E-commerce platforms usually consist of multiple systems such as CRM or ERP. Every day, each of these systems generates millions of logs that provide us not only with the technical data about the state of the software but also can deliver a lot of business information, e.g. about user behavior in our store.
In this article I want to show you how we deal with logs in Divante so that the information they contain is effectively used either in emergency situations or for the purpose of carrying out advanced analyses and statistics. However, before we go any further, let us consider the problems we encounter in our daily work with logs.
Lack of consistent log format
Unfortunately, logs don’t have a coherent structure, rarely there are two different systems with the same log structure. One of the main reasons is that logs of different systems have to describe completely different entities or events, which is why it is so difficult to unify their structure.
Difficult log analysis
Classic logs are accessible and comprehensible only to those with adequate technical knowledge, such as administrators or software developers. Even for them, analyzing logs is often not an easy task, especially with a distributed IT system. Let’s not forget that in the case of production environment problems every second counts, so the sooner a team diagnoses the problem, the faster it is able to take appropriate corrective actions. It’s especially important in e-commerce, where every second of online store unavailability causes financial losses.
Lack of constant monitoring
We already know that our logs don’t have a common format and are not easy to analyze. How can we then conduct continuous monitoring of all parameters of our application? When will we know that our system encountered an unexpected problem? There are solutions such as Zabbix or NewRelic, which are very useful as a monitoring tool, but don’t allow us to investigate the problem in depth.
Log record is usually a synchronous record to a file that is blocking next program instructions. When saving a lot of logs, we encounter a limit of i-node number in the file system, so we are forced to implement additional mechanisms cleaning old logs. How can we determine which logs are old and unnecessary?
The answer to these and many other problems we encounter in our daily work with logs is a set of tools called ELK Stack offered by Elastic, which provides a highly scalable centralized log management system.
What is ELK Stack?
ELK Stack is a set of the following tools: Elasticsearch, Logstash, Kibana
E for ElasticSearch
ElasticSearch is a modern and efficient data indexer and a search engine based on Apache Lucene, which allows you to search and analyze the collected data.
L for Logstash
Logstash is a tool for collecting logs from the indicated sources and structuring them to the desired format through a number of filters.

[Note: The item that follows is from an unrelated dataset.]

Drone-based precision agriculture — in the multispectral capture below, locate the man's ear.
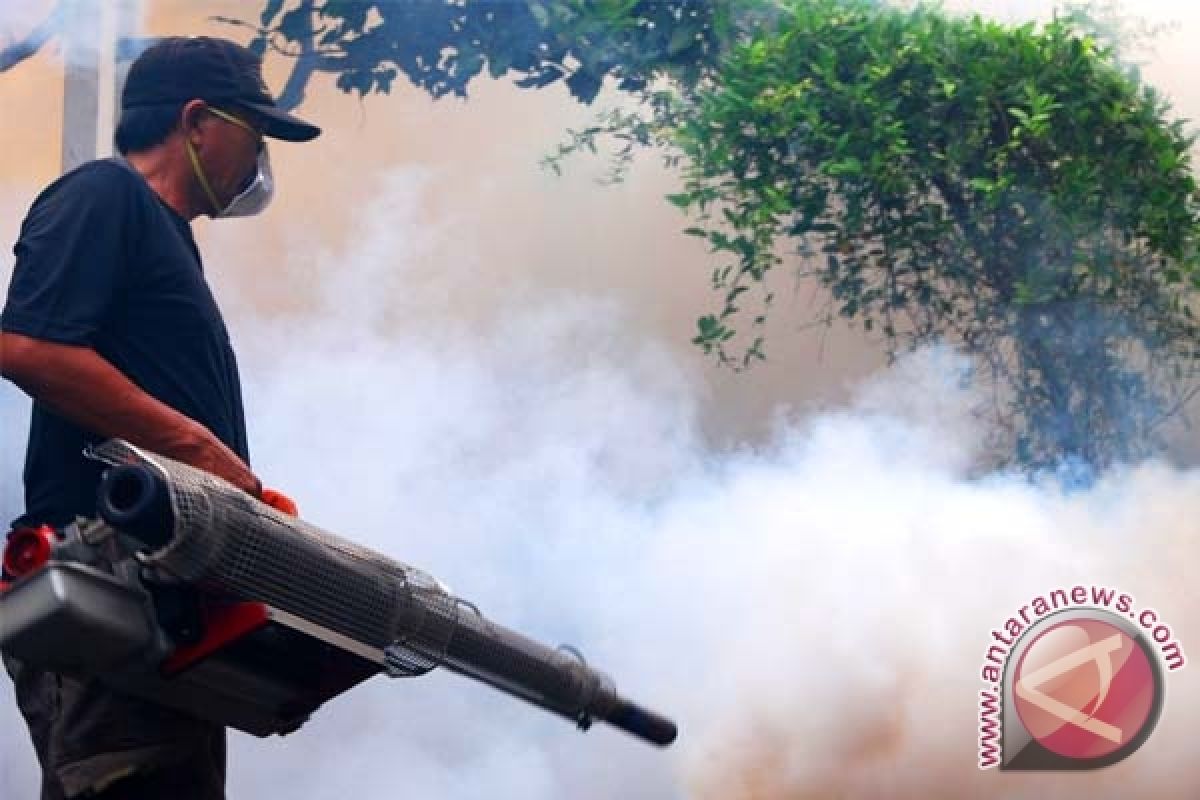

The last step of Logstash activity is sending prepared data to the specified directory, which, in this case, is ElasticSearch.

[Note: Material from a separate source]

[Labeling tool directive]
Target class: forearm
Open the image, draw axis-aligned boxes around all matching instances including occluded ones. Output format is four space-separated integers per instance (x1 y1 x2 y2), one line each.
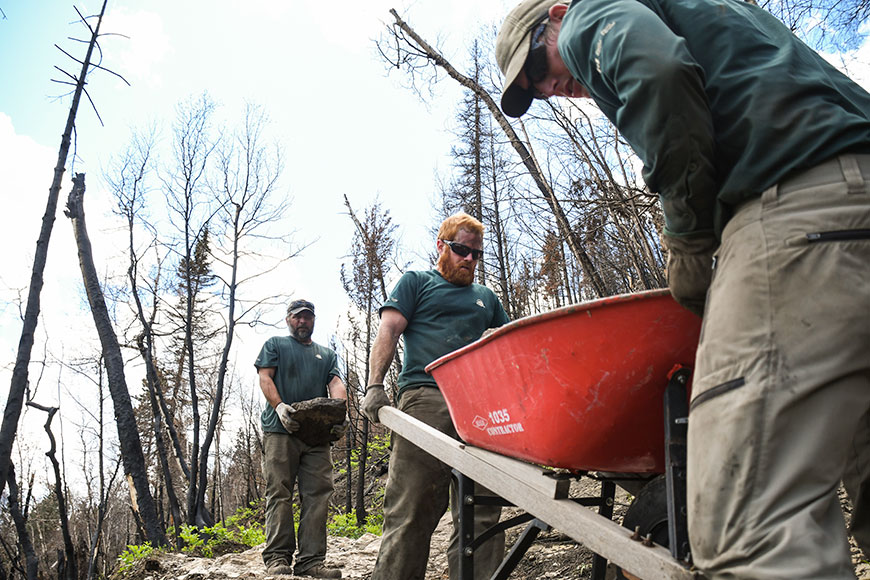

As a source of logs we can configure one of (41 sources), e.g.: elasticsearch, imap, rabbitmq, redis, sqlite, syslog, tcp, twitter, varnishlog.
We can send the prepared data to one of 55 different types, e.g. elasticsearch, mongodb, redis, email, file, csv, hipchat, http, jira, redmine, rabbitmq, tcp, zabb
With Logstash, there are 50 filters at our disposal that help us parse the collected data, e.g. csv, date, fingerprint, geoip, grep, grok, json, ruby, split, urldecode, useragent, xml.
K for Kibana
Kibana is a user-friendly and fully definable interface which allows to browse, search, and visualize the collected data through a variety of graphs.
ELKStack – how does it work?
- Suppliers, i.e. Logstash instances installed on particular servers from which we want to collect log files and send them to Redis fast database. Redis serves as middleware, its job is to queue the aggregated data. At this point it is worth noting that the logs don’t need to be saved in files on each server; equally good solution would be a direct record of our logs to Redis database, which has a very fast record speed.
- The next step is normalizing the logs stored in Redis through the indexer. Another Logstash instance serves as an indexer in this model. The filtered logs are be sent directly to ElasticSearch.
- We can explore the data prepared in such way using Kibana panel that reads data from Elastichsearch database in order to present them to a user through the dashboard.
Kibana dashboard and its great potential in individual configuration, searching, filtering and analyzing the collected data is, in my opinion, the best summary of all the labor we need to put in the deployment of a complete, centralized system of logs. See and judge for yourself if you would like to have such solution in your project.